In the aftermath of 9/11, our intelligence services had to determine who was responsible for the attacks. If you believe their story, it wasn’t all that difficult to figure out. In fact, just a few key pieces of evidence were all they needed. Let me lay them out here, at the beginning.
Two very important pieces of evidence came from the investigation of the African Embassy bombings in 1998. Several hours before the bombs exploded in Kenya and Tanzania, someone sent a fax to an Arab media outlet in London taking responsibility for them. The Brits quickly traced the fax to a number in Baku, Azerbaijan, and they put the number under surveillance. Using that tap, the Brits identified another phone number in Yemen. The phone belonged to the father-in-law of Khalid al-Midhar, who would be one of the five hijackers on Flight 77 that crashed into the Pentagon on September 11, 2001. The Brits, now working with the Americans, put that number under surveillance, too.
A member of the suicide squad called Al-Midhar’s father-in-law from Kenya and said “Tell them that I haven’t started the journey”. The attacker lost his courage seconds before the attack and jumped out of the car which contained the bomb. Shortly thereafter the FBI agents recorded another call. This time it was from a satellite telephone assigned to Osama bin Laden.

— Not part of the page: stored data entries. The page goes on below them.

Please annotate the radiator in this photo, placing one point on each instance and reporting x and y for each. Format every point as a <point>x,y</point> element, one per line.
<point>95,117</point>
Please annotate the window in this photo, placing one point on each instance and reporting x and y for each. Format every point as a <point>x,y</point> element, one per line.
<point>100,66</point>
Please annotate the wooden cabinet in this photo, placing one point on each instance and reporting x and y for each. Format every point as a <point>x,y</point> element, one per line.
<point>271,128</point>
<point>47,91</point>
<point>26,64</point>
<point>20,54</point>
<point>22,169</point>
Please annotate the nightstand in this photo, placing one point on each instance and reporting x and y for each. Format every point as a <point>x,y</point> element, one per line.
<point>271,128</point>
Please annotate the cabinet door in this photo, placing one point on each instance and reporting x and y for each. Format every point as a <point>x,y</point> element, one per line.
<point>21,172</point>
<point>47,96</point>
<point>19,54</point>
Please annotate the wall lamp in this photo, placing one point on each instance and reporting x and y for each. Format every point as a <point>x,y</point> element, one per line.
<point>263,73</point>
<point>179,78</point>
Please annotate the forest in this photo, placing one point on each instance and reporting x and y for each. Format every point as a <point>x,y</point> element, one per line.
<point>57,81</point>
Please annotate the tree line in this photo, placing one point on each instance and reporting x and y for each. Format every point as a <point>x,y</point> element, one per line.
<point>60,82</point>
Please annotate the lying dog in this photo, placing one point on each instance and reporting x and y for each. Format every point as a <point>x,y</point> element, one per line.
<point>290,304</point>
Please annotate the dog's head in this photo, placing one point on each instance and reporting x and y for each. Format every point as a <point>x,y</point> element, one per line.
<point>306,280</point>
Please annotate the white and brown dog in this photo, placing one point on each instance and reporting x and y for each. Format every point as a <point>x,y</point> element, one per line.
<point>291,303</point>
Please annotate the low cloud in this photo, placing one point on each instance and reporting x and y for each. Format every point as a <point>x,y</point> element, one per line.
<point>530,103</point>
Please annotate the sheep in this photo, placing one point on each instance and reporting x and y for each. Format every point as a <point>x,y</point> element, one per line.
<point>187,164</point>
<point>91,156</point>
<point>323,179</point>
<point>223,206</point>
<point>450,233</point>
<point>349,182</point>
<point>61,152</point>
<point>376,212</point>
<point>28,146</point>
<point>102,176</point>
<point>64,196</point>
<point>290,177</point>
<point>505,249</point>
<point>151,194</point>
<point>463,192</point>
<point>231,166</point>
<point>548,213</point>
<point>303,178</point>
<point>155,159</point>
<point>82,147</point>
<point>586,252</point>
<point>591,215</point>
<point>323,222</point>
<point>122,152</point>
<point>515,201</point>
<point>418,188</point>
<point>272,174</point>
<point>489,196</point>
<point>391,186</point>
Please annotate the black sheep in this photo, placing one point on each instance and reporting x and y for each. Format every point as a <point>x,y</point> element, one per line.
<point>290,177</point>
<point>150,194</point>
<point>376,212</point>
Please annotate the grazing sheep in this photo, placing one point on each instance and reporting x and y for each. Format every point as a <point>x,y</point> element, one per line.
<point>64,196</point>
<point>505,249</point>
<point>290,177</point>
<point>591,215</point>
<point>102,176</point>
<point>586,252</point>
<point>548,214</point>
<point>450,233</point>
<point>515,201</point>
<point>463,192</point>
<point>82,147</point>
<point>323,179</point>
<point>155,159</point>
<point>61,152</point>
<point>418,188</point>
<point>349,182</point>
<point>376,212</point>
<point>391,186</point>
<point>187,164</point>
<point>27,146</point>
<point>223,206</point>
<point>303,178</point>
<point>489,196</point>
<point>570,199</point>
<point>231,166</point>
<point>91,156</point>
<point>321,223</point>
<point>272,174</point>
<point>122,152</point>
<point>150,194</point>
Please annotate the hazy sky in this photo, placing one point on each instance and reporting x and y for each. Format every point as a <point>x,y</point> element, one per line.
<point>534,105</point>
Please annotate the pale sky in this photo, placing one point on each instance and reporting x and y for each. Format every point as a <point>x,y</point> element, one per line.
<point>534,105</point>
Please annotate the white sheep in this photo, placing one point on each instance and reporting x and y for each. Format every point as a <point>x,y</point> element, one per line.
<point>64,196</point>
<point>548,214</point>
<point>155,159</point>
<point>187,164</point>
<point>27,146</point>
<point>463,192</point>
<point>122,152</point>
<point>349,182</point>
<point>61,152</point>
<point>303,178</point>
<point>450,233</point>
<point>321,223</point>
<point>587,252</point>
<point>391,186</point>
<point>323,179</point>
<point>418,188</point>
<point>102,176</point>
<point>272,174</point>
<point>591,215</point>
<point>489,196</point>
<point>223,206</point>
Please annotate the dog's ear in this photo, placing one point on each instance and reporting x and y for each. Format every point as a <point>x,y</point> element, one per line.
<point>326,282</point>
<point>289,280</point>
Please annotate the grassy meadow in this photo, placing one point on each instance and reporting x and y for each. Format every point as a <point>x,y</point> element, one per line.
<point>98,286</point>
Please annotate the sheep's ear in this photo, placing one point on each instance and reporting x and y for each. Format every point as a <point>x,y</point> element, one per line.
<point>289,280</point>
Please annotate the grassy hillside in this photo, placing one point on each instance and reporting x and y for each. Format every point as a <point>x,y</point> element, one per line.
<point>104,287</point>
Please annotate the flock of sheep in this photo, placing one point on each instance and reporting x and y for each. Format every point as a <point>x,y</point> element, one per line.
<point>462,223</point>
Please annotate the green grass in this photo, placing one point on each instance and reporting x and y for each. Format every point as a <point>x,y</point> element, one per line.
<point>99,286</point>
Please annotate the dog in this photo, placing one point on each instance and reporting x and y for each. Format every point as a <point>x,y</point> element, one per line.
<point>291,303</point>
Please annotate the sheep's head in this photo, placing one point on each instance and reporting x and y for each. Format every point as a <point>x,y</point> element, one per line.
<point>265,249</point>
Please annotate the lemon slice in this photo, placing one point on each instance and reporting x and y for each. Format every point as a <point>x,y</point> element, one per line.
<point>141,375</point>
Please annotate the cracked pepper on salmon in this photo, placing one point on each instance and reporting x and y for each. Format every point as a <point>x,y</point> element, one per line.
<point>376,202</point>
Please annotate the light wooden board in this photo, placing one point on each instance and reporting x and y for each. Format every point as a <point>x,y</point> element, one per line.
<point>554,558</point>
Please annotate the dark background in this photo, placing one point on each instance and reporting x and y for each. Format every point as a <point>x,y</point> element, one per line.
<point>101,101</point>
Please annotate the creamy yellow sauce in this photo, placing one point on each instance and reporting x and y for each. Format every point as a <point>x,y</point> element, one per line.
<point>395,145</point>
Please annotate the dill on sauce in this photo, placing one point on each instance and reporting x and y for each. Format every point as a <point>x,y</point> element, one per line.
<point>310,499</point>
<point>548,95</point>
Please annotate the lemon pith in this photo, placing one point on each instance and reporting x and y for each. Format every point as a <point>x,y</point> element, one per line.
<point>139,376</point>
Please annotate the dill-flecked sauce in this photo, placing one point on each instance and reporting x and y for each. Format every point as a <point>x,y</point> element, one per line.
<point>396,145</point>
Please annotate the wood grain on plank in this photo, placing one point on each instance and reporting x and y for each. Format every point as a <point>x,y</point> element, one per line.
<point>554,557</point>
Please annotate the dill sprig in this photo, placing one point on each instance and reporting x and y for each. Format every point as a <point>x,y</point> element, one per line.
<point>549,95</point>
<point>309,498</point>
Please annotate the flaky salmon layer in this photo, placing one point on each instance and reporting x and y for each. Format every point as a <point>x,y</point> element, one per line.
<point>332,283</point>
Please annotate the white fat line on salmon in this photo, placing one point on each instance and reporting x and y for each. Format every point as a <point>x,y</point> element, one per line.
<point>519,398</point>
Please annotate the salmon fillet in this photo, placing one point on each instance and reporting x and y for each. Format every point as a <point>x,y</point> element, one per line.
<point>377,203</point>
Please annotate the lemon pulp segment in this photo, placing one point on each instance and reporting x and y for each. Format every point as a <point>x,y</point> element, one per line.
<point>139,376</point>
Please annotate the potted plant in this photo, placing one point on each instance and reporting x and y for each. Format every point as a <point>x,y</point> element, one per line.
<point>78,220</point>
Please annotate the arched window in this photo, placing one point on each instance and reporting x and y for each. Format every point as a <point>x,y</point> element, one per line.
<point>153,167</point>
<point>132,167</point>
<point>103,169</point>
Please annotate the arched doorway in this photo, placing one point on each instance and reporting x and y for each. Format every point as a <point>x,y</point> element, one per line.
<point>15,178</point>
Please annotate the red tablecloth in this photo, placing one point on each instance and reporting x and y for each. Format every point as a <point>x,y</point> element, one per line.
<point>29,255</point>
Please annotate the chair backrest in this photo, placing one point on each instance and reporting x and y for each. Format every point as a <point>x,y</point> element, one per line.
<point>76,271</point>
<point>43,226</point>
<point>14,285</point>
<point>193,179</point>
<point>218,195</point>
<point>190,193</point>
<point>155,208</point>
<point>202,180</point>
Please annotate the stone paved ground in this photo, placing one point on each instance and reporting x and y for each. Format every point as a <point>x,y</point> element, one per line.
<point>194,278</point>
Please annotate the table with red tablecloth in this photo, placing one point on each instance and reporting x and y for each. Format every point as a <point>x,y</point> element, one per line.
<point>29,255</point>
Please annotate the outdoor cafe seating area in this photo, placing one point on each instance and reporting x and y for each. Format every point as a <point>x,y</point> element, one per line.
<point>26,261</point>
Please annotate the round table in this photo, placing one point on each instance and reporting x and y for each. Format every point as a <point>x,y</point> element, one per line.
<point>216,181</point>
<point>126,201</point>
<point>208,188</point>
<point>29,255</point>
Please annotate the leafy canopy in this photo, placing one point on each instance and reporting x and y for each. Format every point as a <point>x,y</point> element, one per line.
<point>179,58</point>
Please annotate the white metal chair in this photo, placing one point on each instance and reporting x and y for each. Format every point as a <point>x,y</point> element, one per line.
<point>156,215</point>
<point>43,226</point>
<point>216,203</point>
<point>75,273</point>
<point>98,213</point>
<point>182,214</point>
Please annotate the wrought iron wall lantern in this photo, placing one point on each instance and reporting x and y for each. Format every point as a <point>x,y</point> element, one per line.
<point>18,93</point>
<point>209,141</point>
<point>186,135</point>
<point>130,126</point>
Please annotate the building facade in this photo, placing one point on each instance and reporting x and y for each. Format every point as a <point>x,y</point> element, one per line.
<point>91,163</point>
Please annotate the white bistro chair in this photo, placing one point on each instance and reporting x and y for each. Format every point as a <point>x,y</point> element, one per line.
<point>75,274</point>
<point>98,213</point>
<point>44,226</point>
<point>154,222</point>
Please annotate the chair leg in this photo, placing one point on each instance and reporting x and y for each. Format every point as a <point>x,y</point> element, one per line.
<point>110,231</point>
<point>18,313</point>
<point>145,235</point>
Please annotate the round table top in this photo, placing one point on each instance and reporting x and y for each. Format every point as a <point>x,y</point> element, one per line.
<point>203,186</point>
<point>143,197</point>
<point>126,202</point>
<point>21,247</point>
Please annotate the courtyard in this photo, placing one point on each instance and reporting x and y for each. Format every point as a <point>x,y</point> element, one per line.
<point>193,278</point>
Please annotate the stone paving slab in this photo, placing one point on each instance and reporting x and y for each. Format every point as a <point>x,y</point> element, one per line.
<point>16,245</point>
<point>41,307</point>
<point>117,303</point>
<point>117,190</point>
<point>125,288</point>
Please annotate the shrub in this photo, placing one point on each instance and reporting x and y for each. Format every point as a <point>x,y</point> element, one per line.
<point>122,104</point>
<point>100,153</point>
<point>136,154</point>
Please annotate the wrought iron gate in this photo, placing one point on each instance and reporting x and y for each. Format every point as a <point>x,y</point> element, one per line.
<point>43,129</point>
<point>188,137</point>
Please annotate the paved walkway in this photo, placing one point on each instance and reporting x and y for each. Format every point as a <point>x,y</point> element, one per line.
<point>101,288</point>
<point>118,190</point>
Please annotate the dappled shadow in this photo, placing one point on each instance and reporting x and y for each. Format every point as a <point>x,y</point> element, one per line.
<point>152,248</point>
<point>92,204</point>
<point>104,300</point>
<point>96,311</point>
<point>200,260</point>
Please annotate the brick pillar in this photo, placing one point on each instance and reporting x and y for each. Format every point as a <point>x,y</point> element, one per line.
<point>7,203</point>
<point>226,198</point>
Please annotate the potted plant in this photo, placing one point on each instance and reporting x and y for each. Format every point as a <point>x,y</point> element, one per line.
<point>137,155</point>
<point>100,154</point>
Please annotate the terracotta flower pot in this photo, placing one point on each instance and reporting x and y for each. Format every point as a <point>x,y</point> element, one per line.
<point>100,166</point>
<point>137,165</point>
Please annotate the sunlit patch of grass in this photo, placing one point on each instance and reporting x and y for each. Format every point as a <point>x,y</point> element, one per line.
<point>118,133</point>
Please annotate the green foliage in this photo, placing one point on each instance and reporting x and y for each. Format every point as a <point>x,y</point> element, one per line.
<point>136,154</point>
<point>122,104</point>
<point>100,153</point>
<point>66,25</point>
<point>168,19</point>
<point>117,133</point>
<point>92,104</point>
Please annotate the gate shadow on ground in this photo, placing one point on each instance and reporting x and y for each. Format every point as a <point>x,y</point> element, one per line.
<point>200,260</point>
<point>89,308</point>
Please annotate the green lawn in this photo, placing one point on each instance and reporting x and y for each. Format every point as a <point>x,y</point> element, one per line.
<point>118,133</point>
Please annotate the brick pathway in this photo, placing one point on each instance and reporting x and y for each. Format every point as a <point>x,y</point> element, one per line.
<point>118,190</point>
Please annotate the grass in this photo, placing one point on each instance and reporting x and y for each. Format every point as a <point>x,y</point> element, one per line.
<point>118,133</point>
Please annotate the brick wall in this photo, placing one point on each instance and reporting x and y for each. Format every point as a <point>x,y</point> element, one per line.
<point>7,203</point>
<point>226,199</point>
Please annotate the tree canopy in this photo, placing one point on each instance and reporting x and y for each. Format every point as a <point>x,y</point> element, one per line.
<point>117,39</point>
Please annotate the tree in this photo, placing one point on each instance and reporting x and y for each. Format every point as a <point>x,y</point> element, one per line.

The intelligence on the bin Laden call is somewhat shaky. During the 2001 trial of African Embassy bombing suspects, the prosecutor didn’t allege that the conversation was recorded. But he did provide evidence that bin Laden’s satellite phone was used to call both the phone in Yemen and the phone in Azerbaijan.
Four hours later — shortly before the bombs went off — Karas said a call was placed to the same telephone number in Baku from a satellite phone in Afghanistan used by bin Laden and other leaders of al Qaeda, or “the Base,” bin Laden’s alleged network of Islamic extremists.
Records of calls from that satellite telephone also link al Qaeda’s leaders to an outpost in Yemen. And the Yemeni phone, in turn, had received frequent calls from residences in Dar es Salaam and Nairobi, where the embassy bombs were built, Karas explained, establishing an indirect link between the “bomb factories” and bin Laden.
But Karas’s ability to connect bin Laden to the embassy bombings remained indirect and circumstantial, in sharp contrast to forensic and documentary evidence linking three of the four defendants to the bomb plots.
Indeed, after three months of testimony, the only direct statements attributed by the government to bin Laden come from press interviews and “fatwahs,” or religious edicts, he has issued calling on Muslims to drive U.S. troops out of Saudi Arabia and to kill American soldiers and civilians around the world.While prosecutors cited records of telephone numbers in Azerbaijan, Britain and Yemen that were called from al Qaeda’s satellite telephone, the government introduced no evidence that any conversations on that phone — whether involving bin Laden or other leaders — were intercepted.